Un pardon sans retour à la vie normale
Ce mécanisme sape également le sens d’un pardon. Un pardon est présenté comme une libération de l’emprisonnement, mais les cas rapportés montrent qu’il peut ne pas restaurer la capacité de la personne à vivre librement, à communiquer en privé ou à décider indépendamment de s’engager avec les autorités. L’inscription préventive, les convocations répétées et les menaces de poursuites renouvelées prolongent les conséquences coercitives de la condamnation initiale.
La distinction entre emprisonnement et libération devient particulièrement importante dans les cas où l’ancien prisonnier reste sous le coup d’une interdiction de voyager. Une offre d’aide pour quitter le pays, faite en même temps que des demandes de coopération, ne supprime pas la restriction. Au contraire, elle place une concession potentiellement utile dans une relation définie par la surveillance et la pression.

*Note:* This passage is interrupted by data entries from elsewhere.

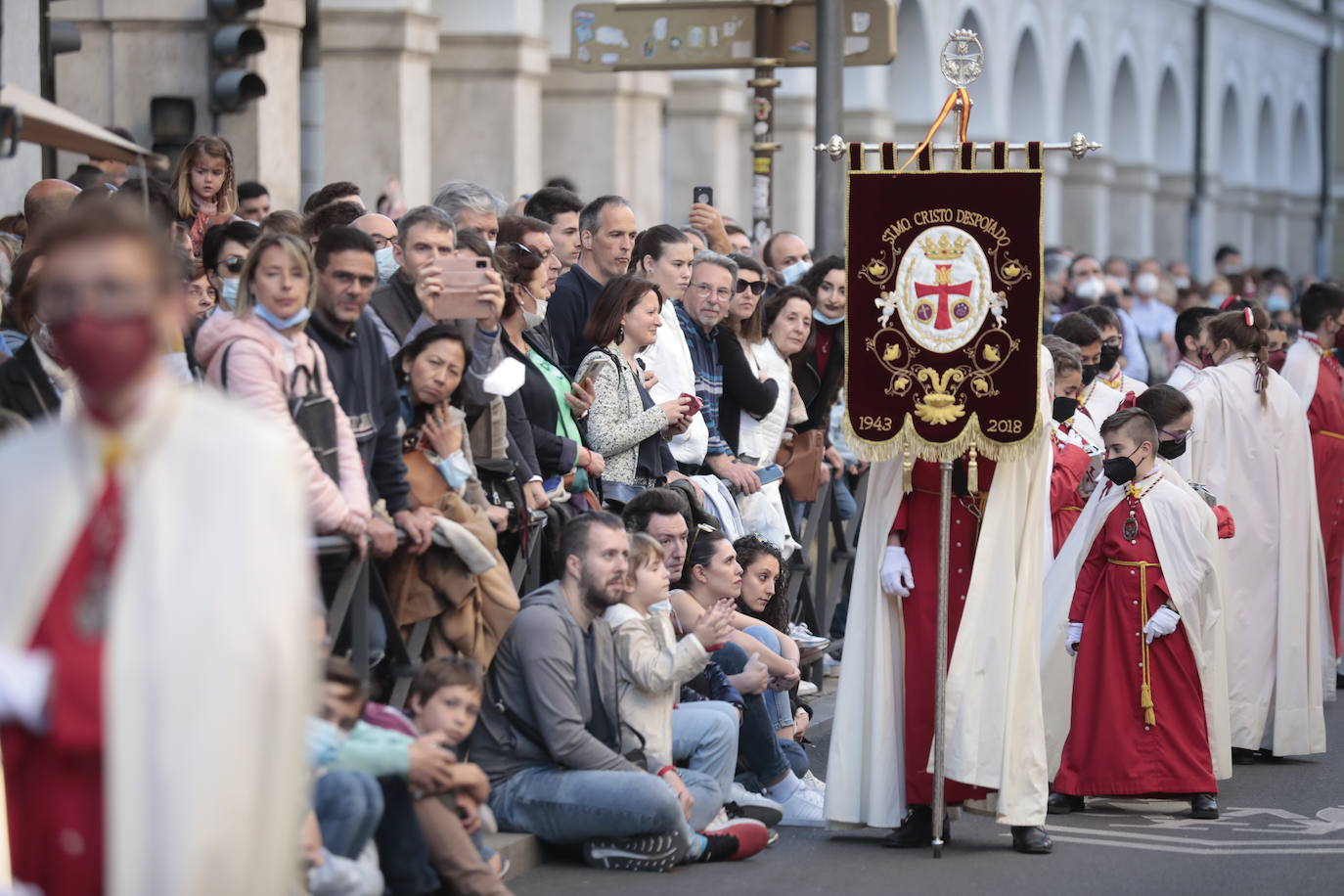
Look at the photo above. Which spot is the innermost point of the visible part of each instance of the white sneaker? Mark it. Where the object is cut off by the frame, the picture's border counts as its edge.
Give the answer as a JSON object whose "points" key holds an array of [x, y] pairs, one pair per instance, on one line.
{"points": [[744, 803], [804, 809]]}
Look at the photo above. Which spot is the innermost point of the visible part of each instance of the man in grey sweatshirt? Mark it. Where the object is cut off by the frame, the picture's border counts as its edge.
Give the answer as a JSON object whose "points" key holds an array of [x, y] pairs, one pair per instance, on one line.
{"points": [[550, 730]]}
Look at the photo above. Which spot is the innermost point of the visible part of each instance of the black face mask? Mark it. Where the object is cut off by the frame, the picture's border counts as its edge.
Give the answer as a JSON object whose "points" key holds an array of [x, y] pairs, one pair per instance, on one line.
{"points": [[1064, 409], [1120, 469], [1171, 449]]}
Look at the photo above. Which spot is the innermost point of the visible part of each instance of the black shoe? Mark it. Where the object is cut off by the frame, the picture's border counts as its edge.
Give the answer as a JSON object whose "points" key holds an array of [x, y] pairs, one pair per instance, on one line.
{"points": [[917, 830], [1034, 841], [1203, 806], [654, 852], [1063, 803]]}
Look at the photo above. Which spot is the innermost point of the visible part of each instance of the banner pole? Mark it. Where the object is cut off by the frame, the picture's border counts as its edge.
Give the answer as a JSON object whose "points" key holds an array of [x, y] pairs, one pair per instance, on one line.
{"points": [[940, 809]]}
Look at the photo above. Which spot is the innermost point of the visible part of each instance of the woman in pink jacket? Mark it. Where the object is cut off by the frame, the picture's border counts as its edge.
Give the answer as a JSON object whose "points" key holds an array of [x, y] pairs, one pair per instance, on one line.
{"points": [[268, 344]]}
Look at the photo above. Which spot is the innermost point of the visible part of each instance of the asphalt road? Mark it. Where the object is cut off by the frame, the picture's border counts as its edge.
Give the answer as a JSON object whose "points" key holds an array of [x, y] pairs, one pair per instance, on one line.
{"points": [[1281, 831]]}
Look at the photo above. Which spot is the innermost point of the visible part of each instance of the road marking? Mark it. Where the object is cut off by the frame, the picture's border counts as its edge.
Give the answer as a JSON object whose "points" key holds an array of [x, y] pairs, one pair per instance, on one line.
{"points": [[1232, 849], [1322, 845]]}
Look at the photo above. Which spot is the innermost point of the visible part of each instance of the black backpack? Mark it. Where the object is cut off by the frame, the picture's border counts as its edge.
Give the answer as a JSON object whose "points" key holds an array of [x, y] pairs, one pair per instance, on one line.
{"points": [[313, 413]]}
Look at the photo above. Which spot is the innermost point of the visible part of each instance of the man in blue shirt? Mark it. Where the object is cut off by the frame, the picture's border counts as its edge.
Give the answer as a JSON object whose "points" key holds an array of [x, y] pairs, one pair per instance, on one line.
{"points": [[700, 310]]}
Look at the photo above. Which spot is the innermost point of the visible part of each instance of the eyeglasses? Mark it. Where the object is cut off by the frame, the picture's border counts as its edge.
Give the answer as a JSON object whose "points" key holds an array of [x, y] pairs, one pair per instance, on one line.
{"points": [[706, 291]]}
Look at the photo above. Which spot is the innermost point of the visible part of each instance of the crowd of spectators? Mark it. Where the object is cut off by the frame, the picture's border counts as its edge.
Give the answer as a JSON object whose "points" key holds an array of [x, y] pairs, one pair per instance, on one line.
{"points": [[464, 387], [654, 402]]}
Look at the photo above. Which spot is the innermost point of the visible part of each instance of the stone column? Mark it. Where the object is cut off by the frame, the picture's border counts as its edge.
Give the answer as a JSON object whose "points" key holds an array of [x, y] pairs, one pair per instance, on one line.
{"points": [[704, 143], [485, 115], [1132, 211], [1084, 222], [265, 135], [1171, 212], [377, 96], [605, 132], [794, 164]]}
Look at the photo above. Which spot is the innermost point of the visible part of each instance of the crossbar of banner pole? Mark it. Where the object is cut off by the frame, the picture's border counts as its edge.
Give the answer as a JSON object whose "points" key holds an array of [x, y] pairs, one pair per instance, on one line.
{"points": [[1078, 147]]}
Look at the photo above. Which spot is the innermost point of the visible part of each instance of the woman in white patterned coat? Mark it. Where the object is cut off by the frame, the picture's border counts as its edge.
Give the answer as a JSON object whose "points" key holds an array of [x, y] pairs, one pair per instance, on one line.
{"points": [[624, 424]]}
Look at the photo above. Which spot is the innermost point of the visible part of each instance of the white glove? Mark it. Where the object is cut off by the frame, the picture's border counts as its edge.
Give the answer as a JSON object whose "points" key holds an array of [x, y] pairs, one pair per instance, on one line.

La stratégie rapportée donne aux autorités biélorusses deux formes de contrôle à la fois. Elles peuvent menacer les anciens prisonniers de nouvelles poursuites pénales en Biélorussie, tout en cherchant à les utiliser comme sources d’informations au-delà du système pénitentiaire. Cela rend l’avenir de l’ancien prisonnier dépendant non seulement des termes formels d’un pardon, mais aussi de la conformité continue aux exigences des services de sécurité.
Le coût immédiat pèse sur les personnes qui ont déjà purgé des peines de prison ou qui ont été libérées grâce à la clémence présidentielle. Elles restent incapables de retourner à une vie ordinaire, font face à des restrictions sur leurs mouvements et leur vie privée, et peuvent être contraintes de choisir entre une coopération confidentielle et le risque d’une nouvelle poursuite. Le coût plus large est supporté par l’environnement d’opposition, où le recrutement contraint peut affaiblir la confiance même en l’absence de nouvelles arrestations.
Le point de pression se situe désormais dans l’écart entre la libération formelle et la liberté réelle. Tant que le refus peut déclencher des menaces de sept à quinze ans de prison et que les anciens détenus peuvent être maintenus sous surveillance après un pardon, le service de sécurité conserve un mécanisme pour prolonger la répression politique au-delà des portes de la prison.